Maharana of Danta
- Reign: c. 1800 – c. 1823
- Predecessor: Mansinhji
- Successor: Naharsinhji
- Died: c. 1860
- Dynasty: Parmar
- Father: Abhaisinhji

= Jagatsinhji =

Maharana of Danta (1800–1823)

Jagatsinhji was the Maharana of Danta from 1800 until 1823.

== Biography ==
Jagatsinhji was born to Abhaisinhji, and upon the death of his brother Mansinhji in 1800, he succeeded him on the throne of Danta as the Maharana. He was a strong ruler who dealt with Bhil cattle thieves and enforced his authority across several villages by exacting tribute from them.
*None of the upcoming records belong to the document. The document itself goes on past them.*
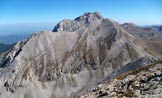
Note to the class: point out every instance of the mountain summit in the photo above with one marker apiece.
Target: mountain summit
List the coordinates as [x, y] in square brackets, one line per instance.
[72, 59]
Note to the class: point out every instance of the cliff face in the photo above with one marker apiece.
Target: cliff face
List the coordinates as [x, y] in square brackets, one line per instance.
[78, 54]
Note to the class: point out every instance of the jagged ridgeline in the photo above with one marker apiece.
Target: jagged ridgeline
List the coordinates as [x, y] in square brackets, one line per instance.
[74, 57]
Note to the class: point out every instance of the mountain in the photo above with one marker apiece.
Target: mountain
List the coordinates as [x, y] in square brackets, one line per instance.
[78, 55]
[4, 47]
[141, 83]
[13, 38]
[148, 32]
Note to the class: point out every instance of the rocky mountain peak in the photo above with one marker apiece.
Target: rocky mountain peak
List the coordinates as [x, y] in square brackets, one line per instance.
[81, 53]
[88, 17]
[79, 23]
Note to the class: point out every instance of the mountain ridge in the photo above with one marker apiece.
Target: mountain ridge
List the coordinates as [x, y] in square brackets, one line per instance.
[59, 64]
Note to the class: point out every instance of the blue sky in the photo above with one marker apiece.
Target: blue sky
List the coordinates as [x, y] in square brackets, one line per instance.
[141, 12]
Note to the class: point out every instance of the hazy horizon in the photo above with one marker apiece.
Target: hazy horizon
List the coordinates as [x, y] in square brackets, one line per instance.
[140, 12]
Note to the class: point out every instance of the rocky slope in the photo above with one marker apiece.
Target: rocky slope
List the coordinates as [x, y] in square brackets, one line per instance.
[141, 83]
[77, 55]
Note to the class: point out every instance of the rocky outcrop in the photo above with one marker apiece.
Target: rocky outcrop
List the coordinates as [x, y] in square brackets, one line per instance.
[142, 83]
[77, 55]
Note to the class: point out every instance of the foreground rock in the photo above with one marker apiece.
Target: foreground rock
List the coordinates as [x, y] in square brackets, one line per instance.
[79, 54]
[142, 83]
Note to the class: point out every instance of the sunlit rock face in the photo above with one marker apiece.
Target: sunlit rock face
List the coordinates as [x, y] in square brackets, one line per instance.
[64, 63]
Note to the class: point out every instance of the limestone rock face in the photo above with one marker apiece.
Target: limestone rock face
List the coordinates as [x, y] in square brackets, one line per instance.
[79, 54]
[142, 83]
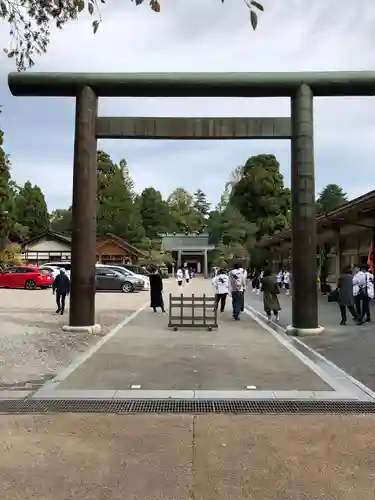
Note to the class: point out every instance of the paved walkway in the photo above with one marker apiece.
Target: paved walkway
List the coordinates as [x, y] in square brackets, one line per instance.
[150, 457]
[241, 359]
[351, 347]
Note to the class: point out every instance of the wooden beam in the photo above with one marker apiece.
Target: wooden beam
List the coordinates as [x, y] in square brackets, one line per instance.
[268, 84]
[193, 128]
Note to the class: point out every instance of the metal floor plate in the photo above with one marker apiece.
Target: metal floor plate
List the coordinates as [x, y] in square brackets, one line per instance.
[190, 406]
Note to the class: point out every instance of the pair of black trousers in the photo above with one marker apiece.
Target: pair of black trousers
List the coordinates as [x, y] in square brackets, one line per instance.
[161, 304]
[236, 303]
[220, 298]
[362, 305]
[352, 311]
[60, 301]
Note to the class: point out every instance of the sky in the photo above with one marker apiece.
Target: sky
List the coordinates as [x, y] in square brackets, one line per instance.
[196, 35]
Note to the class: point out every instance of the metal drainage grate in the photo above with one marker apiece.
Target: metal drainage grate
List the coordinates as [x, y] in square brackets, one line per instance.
[126, 406]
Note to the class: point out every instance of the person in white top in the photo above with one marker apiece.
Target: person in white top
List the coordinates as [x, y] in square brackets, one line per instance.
[179, 276]
[360, 290]
[244, 273]
[221, 286]
[363, 291]
[279, 279]
[286, 279]
[236, 288]
[186, 274]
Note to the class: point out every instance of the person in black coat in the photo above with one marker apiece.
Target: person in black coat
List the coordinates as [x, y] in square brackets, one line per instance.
[61, 286]
[156, 290]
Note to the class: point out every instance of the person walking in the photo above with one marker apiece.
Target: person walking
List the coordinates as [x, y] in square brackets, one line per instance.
[279, 279]
[270, 291]
[236, 288]
[61, 287]
[221, 286]
[286, 281]
[244, 272]
[368, 294]
[345, 297]
[359, 290]
[179, 277]
[156, 290]
[187, 275]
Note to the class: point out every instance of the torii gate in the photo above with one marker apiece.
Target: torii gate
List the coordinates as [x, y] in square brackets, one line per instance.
[299, 87]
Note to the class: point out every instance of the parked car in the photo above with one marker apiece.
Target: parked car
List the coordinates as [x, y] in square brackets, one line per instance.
[110, 279]
[25, 277]
[127, 272]
[65, 264]
[54, 270]
[135, 269]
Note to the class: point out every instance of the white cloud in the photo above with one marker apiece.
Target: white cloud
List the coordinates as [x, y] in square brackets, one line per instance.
[192, 35]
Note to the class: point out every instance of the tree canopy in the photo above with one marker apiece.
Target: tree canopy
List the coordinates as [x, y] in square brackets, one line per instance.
[330, 198]
[260, 195]
[31, 22]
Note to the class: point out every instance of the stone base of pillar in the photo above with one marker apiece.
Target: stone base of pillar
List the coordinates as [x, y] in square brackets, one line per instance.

During his reign, he did not get along with his nobles. The Nawab of Palanpur helped him to settle his dispute with his vassal Vakhtoji Jitoji quietly. Later, in another dispute between him and one of his vassals, he granted a seven-sixteenths share of Danta to the Nawab of Palanpur, on the condition that the latter ruler help him maintain order in Danta. He also did not get along with his brother, Naharsinhji, which led the nobles of the state to intervene between the two. The nobles managed to reconcile the two brothers by having them partake in the ceremony of Kasumba. The friendly relationship between them did not last long, as his advisors turned him against his brother. He had no son to succeed him, so he asked his brother, Naharsinhji, whether he might adopt one of his sons. Naharsinhji refused, saying that he would not do obeisance at his own son's feet. Afterwards, suspecting that Naharsinhji might harm him, he fled his state and lived in self imposed exile at Sudasana and Pethapur. Naharsinhji eventually managed to calm him and brought him back to Danta.

He died in 1823 of fever and was succeeded by his brother Naharsinhji.